Berpikir universal ialah berpikir secara menyeluruh, tidak khusus, tidak terbatas kepada bagian-bagian tertentu.
Berdasarkan pemikiran filsafat progresivisme, melalui kegiatan ini juga saya mendapatkan begaimana dalam memecahkan masalah diperlukan adanya pengalaman indra, belajar sambil bekerja dan mengembangkan intelegensi. Jadi, belajar tidak hanya dari buku tetapi melalui permainan ini juga dapat mengembangkan intelegensi.

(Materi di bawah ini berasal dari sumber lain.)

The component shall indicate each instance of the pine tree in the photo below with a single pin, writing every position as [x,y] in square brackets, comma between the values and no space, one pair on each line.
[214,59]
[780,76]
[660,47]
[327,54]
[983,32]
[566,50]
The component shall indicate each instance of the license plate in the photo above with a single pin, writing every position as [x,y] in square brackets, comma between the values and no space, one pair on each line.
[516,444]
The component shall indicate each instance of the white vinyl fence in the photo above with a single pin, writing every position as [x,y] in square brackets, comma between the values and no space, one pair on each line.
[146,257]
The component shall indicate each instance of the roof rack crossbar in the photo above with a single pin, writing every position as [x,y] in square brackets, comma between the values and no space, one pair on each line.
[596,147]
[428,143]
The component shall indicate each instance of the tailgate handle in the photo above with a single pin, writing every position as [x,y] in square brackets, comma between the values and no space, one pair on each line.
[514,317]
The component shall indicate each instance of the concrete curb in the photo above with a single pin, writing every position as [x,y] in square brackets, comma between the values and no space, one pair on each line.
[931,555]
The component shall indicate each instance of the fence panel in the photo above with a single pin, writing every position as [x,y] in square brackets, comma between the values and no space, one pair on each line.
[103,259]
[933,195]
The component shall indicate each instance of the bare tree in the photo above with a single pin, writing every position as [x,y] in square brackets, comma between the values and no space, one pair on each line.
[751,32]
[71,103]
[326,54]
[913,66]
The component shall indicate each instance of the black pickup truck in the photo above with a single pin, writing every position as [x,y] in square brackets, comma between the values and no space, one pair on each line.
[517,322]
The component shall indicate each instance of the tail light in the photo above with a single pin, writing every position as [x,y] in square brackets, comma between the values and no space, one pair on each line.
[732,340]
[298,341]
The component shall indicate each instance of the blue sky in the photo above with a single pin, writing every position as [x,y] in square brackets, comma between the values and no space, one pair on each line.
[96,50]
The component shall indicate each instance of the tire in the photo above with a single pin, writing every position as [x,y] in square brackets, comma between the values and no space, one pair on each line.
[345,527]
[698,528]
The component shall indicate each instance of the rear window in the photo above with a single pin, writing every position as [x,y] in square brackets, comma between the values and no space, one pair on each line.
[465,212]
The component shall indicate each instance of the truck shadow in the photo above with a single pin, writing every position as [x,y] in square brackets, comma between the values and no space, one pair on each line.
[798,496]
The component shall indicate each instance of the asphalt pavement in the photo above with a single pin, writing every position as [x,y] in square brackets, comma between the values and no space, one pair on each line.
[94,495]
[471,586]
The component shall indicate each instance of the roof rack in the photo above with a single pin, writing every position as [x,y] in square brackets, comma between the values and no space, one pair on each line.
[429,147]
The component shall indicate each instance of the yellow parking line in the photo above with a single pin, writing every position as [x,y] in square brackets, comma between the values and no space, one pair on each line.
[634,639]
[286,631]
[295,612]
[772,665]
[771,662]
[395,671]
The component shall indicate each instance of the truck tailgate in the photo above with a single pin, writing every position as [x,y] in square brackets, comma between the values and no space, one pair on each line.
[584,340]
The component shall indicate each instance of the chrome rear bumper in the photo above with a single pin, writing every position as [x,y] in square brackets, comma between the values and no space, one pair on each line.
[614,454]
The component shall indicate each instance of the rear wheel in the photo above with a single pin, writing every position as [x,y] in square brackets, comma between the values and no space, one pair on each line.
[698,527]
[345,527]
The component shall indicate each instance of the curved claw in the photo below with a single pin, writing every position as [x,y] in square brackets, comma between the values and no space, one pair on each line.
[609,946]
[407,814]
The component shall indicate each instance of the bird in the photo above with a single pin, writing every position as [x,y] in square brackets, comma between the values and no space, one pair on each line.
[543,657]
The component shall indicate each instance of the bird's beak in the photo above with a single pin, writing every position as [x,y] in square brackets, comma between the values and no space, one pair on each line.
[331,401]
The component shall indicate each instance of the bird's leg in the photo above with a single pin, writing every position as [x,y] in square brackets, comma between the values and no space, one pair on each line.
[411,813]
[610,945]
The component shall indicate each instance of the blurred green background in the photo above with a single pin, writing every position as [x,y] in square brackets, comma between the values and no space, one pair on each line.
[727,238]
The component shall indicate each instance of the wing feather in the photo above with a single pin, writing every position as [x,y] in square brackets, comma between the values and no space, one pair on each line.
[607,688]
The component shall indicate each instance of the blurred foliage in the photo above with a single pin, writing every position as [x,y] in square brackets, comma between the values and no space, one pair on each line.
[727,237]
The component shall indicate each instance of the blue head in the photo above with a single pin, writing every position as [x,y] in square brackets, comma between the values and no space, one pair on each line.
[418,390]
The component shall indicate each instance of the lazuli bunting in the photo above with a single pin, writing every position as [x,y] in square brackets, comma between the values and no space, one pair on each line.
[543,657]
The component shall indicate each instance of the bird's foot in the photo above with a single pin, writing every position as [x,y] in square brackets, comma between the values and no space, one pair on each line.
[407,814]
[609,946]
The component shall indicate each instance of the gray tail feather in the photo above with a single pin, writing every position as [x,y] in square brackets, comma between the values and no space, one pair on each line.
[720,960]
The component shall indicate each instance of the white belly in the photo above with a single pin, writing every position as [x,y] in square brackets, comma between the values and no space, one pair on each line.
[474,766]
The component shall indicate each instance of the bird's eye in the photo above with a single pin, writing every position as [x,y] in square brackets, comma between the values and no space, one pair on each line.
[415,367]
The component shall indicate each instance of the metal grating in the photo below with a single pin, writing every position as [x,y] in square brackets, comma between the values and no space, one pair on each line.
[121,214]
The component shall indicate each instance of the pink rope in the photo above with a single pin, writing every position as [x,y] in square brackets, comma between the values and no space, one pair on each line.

Jadi, melalui filsafat pendidikan ini didapatkan bahwa dengan memahami berpikir filsafat ini, kita dapat menjadikannya sebagai dasar dalam berpikir untuk menyelesaikan masalah dan sebagai dasar dalam membuat keputusan
2. Berdasarkan landasan psikologis
Proses belajar yang didapatkan berdasarkan landasan psikologis yaitu melalui kegiatan ini behwa proses belajar ternyata tidak hanya memperhatikan kemampuan kognitif saja tetapi kita juga harus melihat adanya perbedaan-perbedaan dalam diri individu berdasarkan tingkat perkembangannya. Di mana perbedaan itu seperti tingkat kecerdasan, kemampuan, sikap, motivasi, dan lain-lain.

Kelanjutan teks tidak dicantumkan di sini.